Tre specie, un arcipelago: l’enigma evolutivo delle iguane terrestri delle Galápagos

Un gruppo di scienziati guidati dai ricercatori del dipartimento di biologia dell’Università di Roma Tor Vergata gettano nuova luce sulla storia biogeografica e sullo stato di conservazione delle tre specie di iguane di terra delle Galápagos
Se qualche tempo fa ci eravamo occupati dell’intricata storia evolutiva delle testuggini giganti dell’isola di San Cristobal, isola della parte orientale dell’arcipelago, oggi il mistero da risolvere è quello delle iguane delle Galápagos, appartenenti a due generi, Conolophus e Amblyrhynchus, che popolano quasi tutto il resto di questo straordinario arcipelago.
Tre iguane terrestri, di cui una rosa
Nelle Galápagos, a parte l’iguana marina Amblyrhynchus cristatus, troviamo ben tre specie di iguane terrestri: C. subcristatus, la specie più diffusa; C. pallidus, che è possibile trovare solo sulla piccola isola di Santa Fe; e C. marthae, la rarissima iguana rosa, osservabile solo in una piccola porzione settentrionale dell’isola di Isabela, esclusivamente in cima a un vulcano. Esatto, avete letto bene: un’iguana rosa.
Le Galápagos, lo aveva già capito Darwin, sono isole speciali, e se proprio deve esistere un’iguana rosa, non poteva che essere qui. Chissà se però il naturalista britannico si è interrogato sulla storia biogeografica di queste specie, una storia che tuttora è fortemente permeata da dubbi. Per esempio, C. pallidus è da considerarsi una specie a sé, endemica dell’isola di Santa Fe, oppure fa parte della più diffusa C. subcristatus? E come e perché la straordinaria iguana rosa è limitata a una sola porzione a nord dell’isola di Isabela?
Un’indagine evolutiva tra geologia e genetica
A queste domande ha tentato di rispondere un team di scienziati di diversi paesi guidati da ricercatori del Dipartimento di Biologia dell’Università degli Studi di Roma Tor Vergata. I risultati della ricerca sono stati pubblicati sulla rivista Molecular Phylogenetics and Evolution.
Innanzitutto vi è una difficoltà non di poco conto. Sull’isola non sono stati ancora trovati fossili utili alla calibrazione della filogenesi di questi animali. La natura vulcanica e quindi estremamente dinamica di questo arcipelago ne rende difficile la preservazione. Si potrebbe volgere lo sguardo ai fossili degli antenati delle iguane delle Galápagos, ma più ci si allontana nel tempo e più questi dati perdono di funzionalità nel delineare gli snodi del passato recente di queste specie.
Un’idea può essere quella di utilizzare i dati relativi alla nascita delle varie isole dell’arcipelago, ma solo se si dà per scontato che le varie specie di iguana si siano separate l’una dalle altre dopo l’emersione dell’isola che tuttora abitano. Una speciazione allopatrica, che però non è detto sia effettivamente avvenuta.
Davanti a queste difficoltà, il team di scienziati ha scelto di utilizzare una sorta di tecnica mista, svolgendo delle analisi filogenomiche che sfruttano la conoscenza del tasso di mutazione stimato genericamente nelle lucertole da un altro studio (Perry et al., 2018) e della storia geologica dell’arcipelago.

Le scoperte principali
Circa 10 milioni di anni fa, l’antenato in comune tra le iguane delle Galápagos (sia marine che terrestri) colonizzò le isole, per poi separarsi dando vita agli antenati dei due generi, Conolophus e Amblyrhynchus.

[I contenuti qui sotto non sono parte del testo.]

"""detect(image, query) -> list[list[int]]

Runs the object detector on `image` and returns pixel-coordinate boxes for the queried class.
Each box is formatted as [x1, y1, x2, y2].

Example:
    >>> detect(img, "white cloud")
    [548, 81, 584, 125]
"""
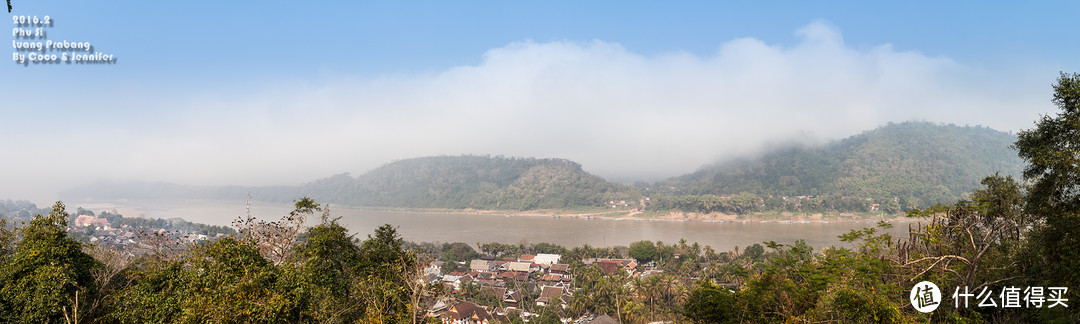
[0, 22, 1056, 197]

L’iguana rosa, C. marthae, sembra essersi separata per prima dalla più comune C. subcristatus, circa 570 mila anni fa, il che corrisponde all’emergere dell’isola di Isabela, avvenimento datato tra 500 e 800 mila anni fa. Alcuni esemplari dell’antenato in comune di Conolophus si sono infatti trovati per diverse centinaia di migliaia di anni separati dagli altri, isolandosi riproduttivamente e diventando una specie a sé.
Anche oggi, pur condividendo lo stesso areale, sembra che le due specie non si incrocino; anzi, sembrano, per così dire, non andare affatto d’accordo. C. subcristatus è arrivata, pare, in un secondo momento sull’isola di Isabela, circa 100 mila anni fa, e ha impiegato migliaia di anni e molteplici generazioni per espandere il suo areale da sud verso nord. Facendolo, ipotizzano gli scienziati, sembra aver iniziato a competere per le risorse con l’iguana rosa, C. marthae. Infatti, negli ultimi 5-10 mila anni quest’ultima è calata drasticamente nel numero di individui ed ora occupa una piccola porzione settentrionale dell’isola con circa 200 individui. Nel medesimo lasso di tempo, C. subcristatus è aumentata gradualmente.
La speciazione di C. pallidus
Più recente è la separazione di C. pallidus da C. subcristatus. Per gli scienziati si aggira attorno ai 90 mila anni fa, quando l’isola di Santa Fe già esisteva da circa 3 milioni di anni. Vista la scarsa capacità di queste iguane di disperdersi nuotando (a differenza delle cugine marine che si trovano lungo le coste di tutte le isole), gli scienziati ipotizzano che un occasionale e temporaneo ponte di terra abbia permesso a una piccola popolazione di C. subcristatus di raggiungere Santa Fe per poi rimanervi “intrappolata”.
L’intensa deriva genetica su una piccola popolazione che ne è seguita ha portato alla speciazione di C. pallidus, che ora si può trovare, per l’appunto, esclusivamente su questa isola con una popolazione di circa 5000 individui.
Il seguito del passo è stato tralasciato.